Friday, 10 February 2017

Has the dream come true? - show me how I can see 10 years of XBRL data

This is the latest installment in what seems to be turning out to be a series - catch the start here - has the dream come true?

After my last post, I thought I really ought to show you all this data. Provide the evidence as it were. We've just added a few new bits and pieces to Xbrl Sheet so I also I thought it would be a good way to bring you upto date with what we've being doing over at XBRL to XL.

So it looks like this.

And you can see how I created this in next to no time (and how you can do the same) here.

And if you just can't wait and want to get hold of the data in a hurry for Neflix (or any company), you can download the Xbrl Sheet from here. Just pick up a token from the website and fire away.

Friday, 3 February 2017

Has the dream come true - Is there enough XBRL?

If you missed the introduction, then you can go back to this post.

I think I'm gonna end up tackling the "enough" question alot. Today as we stand at the beginning of the 2017 10-K reporting season, lets for now just narrow it down to the question of history.

Throughout this examination of the validity of XBRL today, I want to keep it as real world as possible, so a lot of my work in the coming weeks is gonna be working with a subset of companies from that most popular of general US indices - the S&P500. So I'm gonna draw from approx. 250* constituents to see if we can get closer to an answer.

*No I haven't just halved the index! I didn't want to work with financial companies as that just makes my life harder and I wanted to just look at companies that were going to lodge 10-K's in the current reporting window. Conveniently that left me with 256.

So before any reporting for 2017 began, we had (Source: XBRL to XL Database):

Which means not surprisingly, given how long XBRL has been a requirement, pretty much the entire population already has a five year history (not 100% as not all constituents were listed when XBRL filing started). That's a good start but even more excitingly, nearly 60% of this index population is suddenly gonna have 10 years of data! As the majority of their data points will now stretch back 10 years for the first time by the end of this reporting cycle. Companies are required to disclose 3 years of income and cash flow data (in each filing) so 8 filings will take you back 10 years for period items (9 years for balance sheet items).

In fact 4 companies (chevron corp, fluor corp, newmont mining corp, united technologies corp) had already filed 10'K's 8 times so this year will have a complete 10 year history.

10 years has always been regarded by analysts as the kinda historical period you can properly get your teeth into. The theory being that it equates roughly with an entire macro-economic cycle - from boom to bust.

Tuesday, 31 January 2017

And so has the dream come true?

Seeing I thought I had some stuff to say and I hadn't bloggged for far too long, I thought I'd look back at my early posts. When I started back in 2011, 2,000 companies had made their first fledgling filings. Now 11,000 plus companies have made over 170,000 filings (Source: XBRL to XL database). Now that we are swimming in a sea of XBRL, are we living in a world where analysis is easy, accurate and free (well cheap at least!)?

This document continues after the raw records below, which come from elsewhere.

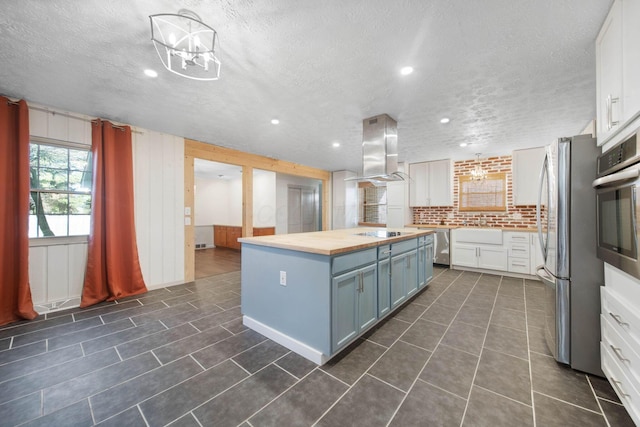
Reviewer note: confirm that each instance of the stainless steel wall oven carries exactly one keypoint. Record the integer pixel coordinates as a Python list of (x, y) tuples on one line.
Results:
[(617, 206)]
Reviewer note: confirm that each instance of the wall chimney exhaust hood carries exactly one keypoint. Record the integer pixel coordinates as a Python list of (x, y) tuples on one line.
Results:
[(379, 151)]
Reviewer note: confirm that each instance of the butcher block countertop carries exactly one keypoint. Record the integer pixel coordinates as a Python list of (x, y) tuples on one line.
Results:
[(333, 242)]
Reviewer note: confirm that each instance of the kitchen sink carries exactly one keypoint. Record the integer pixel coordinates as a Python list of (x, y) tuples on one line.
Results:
[(479, 235)]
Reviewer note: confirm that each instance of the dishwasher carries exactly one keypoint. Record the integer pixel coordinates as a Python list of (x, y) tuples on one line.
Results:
[(441, 247)]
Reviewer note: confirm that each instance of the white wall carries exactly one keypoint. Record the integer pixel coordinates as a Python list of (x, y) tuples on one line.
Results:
[(264, 198), (158, 173), (212, 202), (282, 184), (345, 200), (219, 201), (57, 266)]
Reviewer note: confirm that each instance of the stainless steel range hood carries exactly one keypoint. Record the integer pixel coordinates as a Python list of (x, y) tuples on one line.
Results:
[(379, 150)]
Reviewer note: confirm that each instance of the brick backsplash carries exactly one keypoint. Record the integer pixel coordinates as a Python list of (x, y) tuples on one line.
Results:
[(513, 217)]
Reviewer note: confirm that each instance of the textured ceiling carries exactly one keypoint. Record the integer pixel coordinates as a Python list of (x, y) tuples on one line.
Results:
[(509, 73)]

When XBRL started, there was a tremendous euphoria that we were on the cusp of analytical nirvana. The first mandatory filing season quickly burst that bubble. XBRL it appeared (or certainly the FASB/SEC implementation) wasn't all it was cracked up to be. Those problems are well documented but all the same I thought it would be worth listing them here to see what if anything has changed. Has nirvana sailed back into sight or is it still a case of manana?

So why couldn't I use XBRL?

There wasn't enough of it. If I'd only got a few 10-K and Q filings, how could I do any meaningful historical analysis?

There was too much of it! Over 16,000 tags, but I'm only interested in two or three hundred data points at the most!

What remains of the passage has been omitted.